William Shatner photo 1

William Shatner

“I Did It My Way!”
Nobody – But, Nobody – Performs a Song Quite Like William Shatner

At 89 years old, William Shatner shows little sign of slowing down. And I’m not even talking about his long and storied career in television and film (both in front of and behind the camera), his numerous books (fiction and non-fiction), his convention appearances, charity work, interaction with fans on Twitter and just the ongoing role of being William Shatner, one of the most inimitable natural personalities on earth. I’m referring specifically to his music career, which has been a sometimes strange but always fascinating facet of his livelihood ever since 1968’s The Transformed Man sought to capitalize on his iconic role as Star Trek’s Captain James T. Kirk with a bizarre mash-up of Shakespeare and rock/folk songs dramatically rendered by Shatner as if he’s tripping balls with Bukowski.
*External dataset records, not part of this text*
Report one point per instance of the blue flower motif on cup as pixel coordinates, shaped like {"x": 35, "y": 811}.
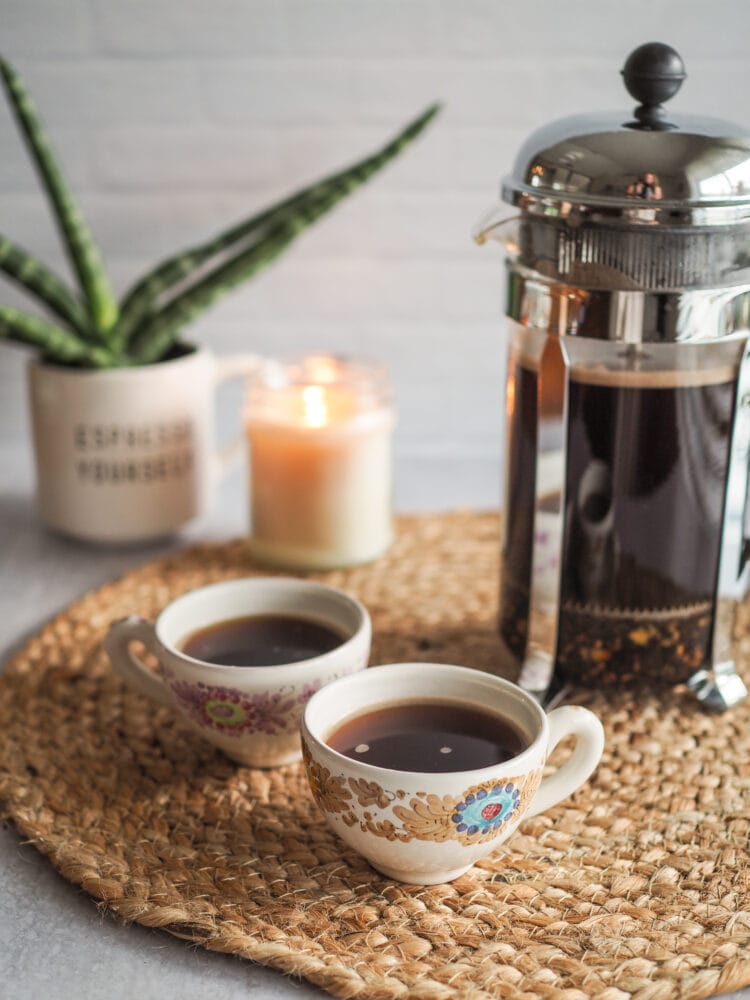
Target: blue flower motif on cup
{"x": 484, "y": 810}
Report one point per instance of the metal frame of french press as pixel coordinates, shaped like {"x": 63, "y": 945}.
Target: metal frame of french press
{"x": 553, "y": 308}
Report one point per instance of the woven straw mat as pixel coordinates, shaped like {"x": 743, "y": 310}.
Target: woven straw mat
{"x": 638, "y": 885}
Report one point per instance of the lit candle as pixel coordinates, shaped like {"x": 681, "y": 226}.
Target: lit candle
{"x": 319, "y": 431}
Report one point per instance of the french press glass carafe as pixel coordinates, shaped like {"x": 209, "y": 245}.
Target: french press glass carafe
{"x": 626, "y": 537}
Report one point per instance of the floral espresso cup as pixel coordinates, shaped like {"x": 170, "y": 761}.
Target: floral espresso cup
{"x": 251, "y": 713}
{"x": 427, "y": 828}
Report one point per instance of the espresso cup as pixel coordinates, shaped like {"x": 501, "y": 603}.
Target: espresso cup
{"x": 425, "y": 828}
{"x": 251, "y": 713}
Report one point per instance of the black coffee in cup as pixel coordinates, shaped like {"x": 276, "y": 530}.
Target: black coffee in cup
{"x": 429, "y": 736}
{"x": 262, "y": 640}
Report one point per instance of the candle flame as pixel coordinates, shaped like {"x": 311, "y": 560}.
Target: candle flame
{"x": 316, "y": 410}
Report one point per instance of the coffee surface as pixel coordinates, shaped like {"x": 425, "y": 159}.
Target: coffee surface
{"x": 429, "y": 736}
{"x": 262, "y": 641}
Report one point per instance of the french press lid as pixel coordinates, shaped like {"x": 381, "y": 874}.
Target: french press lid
{"x": 651, "y": 200}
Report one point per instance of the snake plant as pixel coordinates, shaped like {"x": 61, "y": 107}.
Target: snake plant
{"x": 89, "y": 327}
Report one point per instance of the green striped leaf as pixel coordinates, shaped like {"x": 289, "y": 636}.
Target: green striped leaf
{"x": 295, "y": 213}
{"x": 38, "y": 280}
{"x": 79, "y": 243}
{"x": 55, "y": 343}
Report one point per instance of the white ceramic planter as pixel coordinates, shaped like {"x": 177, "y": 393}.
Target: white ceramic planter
{"x": 127, "y": 454}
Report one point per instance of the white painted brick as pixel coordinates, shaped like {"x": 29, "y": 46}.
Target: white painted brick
{"x": 91, "y": 92}
{"x": 355, "y": 28}
{"x": 44, "y": 27}
{"x": 281, "y": 91}
{"x": 188, "y": 27}
{"x": 177, "y": 119}
{"x": 168, "y": 158}
{"x": 549, "y": 29}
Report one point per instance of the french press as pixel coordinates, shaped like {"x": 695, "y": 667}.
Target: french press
{"x": 626, "y": 532}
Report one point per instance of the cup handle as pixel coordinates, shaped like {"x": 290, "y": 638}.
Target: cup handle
{"x": 570, "y": 720}
{"x": 128, "y": 666}
{"x": 233, "y": 366}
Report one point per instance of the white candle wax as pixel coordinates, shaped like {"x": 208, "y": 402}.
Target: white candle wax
{"x": 320, "y": 466}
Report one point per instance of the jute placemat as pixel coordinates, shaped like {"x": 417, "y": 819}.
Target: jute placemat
{"x": 639, "y": 885}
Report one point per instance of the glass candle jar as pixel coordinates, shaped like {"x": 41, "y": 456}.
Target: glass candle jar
{"x": 320, "y": 431}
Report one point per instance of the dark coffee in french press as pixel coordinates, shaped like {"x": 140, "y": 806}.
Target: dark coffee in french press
{"x": 624, "y": 550}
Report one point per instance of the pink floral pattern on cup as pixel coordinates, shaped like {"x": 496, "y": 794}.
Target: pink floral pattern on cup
{"x": 233, "y": 712}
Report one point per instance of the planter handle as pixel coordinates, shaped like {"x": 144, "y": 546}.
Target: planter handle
{"x": 233, "y": 366}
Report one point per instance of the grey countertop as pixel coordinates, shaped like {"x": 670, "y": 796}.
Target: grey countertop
{"x": 54, "y": 941}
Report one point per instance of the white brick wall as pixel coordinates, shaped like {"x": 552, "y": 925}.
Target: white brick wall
{"x": 176, "y": 117}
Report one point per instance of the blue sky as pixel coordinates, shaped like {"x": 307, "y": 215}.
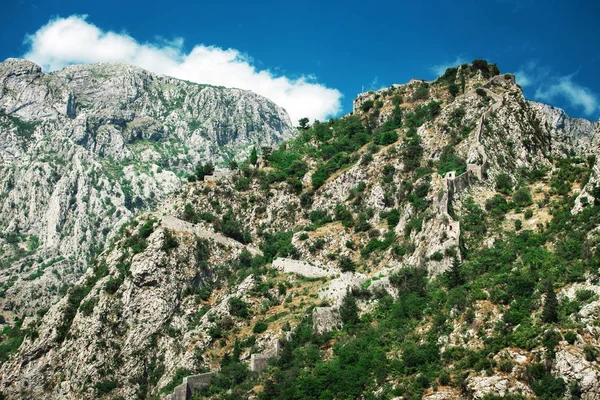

It’s an oddity that was sort of lost and forgotten over time until twenty years later, when Rhino Records released their first Golden Throats compilation of celebrities doing humorously abnormal versions of popular songs. The two tracks culled from Transformed Man – “Lucy in the Sky with Diamonds” and “Mr. Tambourine Man,” the latter climaxing with a mighty cry in the wilderness that calls forth an image of Kirk doing his “KHAN!!” scream in Star Trek II – were the clear crowd favorites, and led to a revival of interest in Shatner the Music Man. Before he knew it, he was doing loopy versions of the Best Song nominees on the 1992 MTV Movie Awards while under the influence of a concussion!

Since then, he’s gone wherever the musical muse leads him, collaborating with a mind-boggling array of individuals along the way. His indie-pop collaboration with Ben Folds, 2004’s Has Been, is a genuinely touching classic (and was the inspiration for a ballet!) He’s made a progressive art-rock album (2013’s Ponder the Mystery) with the likes of Rick Wakeman, Nik Turner (Hawkwind), Edgar Froese (Tangerine Dream) and Zoot Horn Rollo (Captain Beefheart). 2011’s Seeking Major Tom was a thematic album of space, science and sci-fi-related classic rock songs chock-full of modern-day Shatner classics: “Space Truckin’,” “Space Cowboy,” “Iron Man” (in which he adopts a menacing metal voice), “Bohemian Rhapsody” (a song tailor-made for his dramatic tendencies) and “She Blinded Me With Science” with Bootsy Collins and Patrick Moraz, which simply must be heard to be believed.

He did a wacky hip-hop song for the movie Free Enterprise in 1999. He’s covered CeeLo Green (“Fuck You” on George Lopez’s late-night talk show) and The Cramps (“Garbageman,” a single from just last year). He released two albums in 2018 alone – a country album with Jeff Cook of the band Alabama (Why Not Me) and a Christmas album (Shatner Claus) featuring Todd Rundgren, Billy Gibbons, Henry Rollins and Iggy Pop! The man’s done it all, and he ain’t done yet.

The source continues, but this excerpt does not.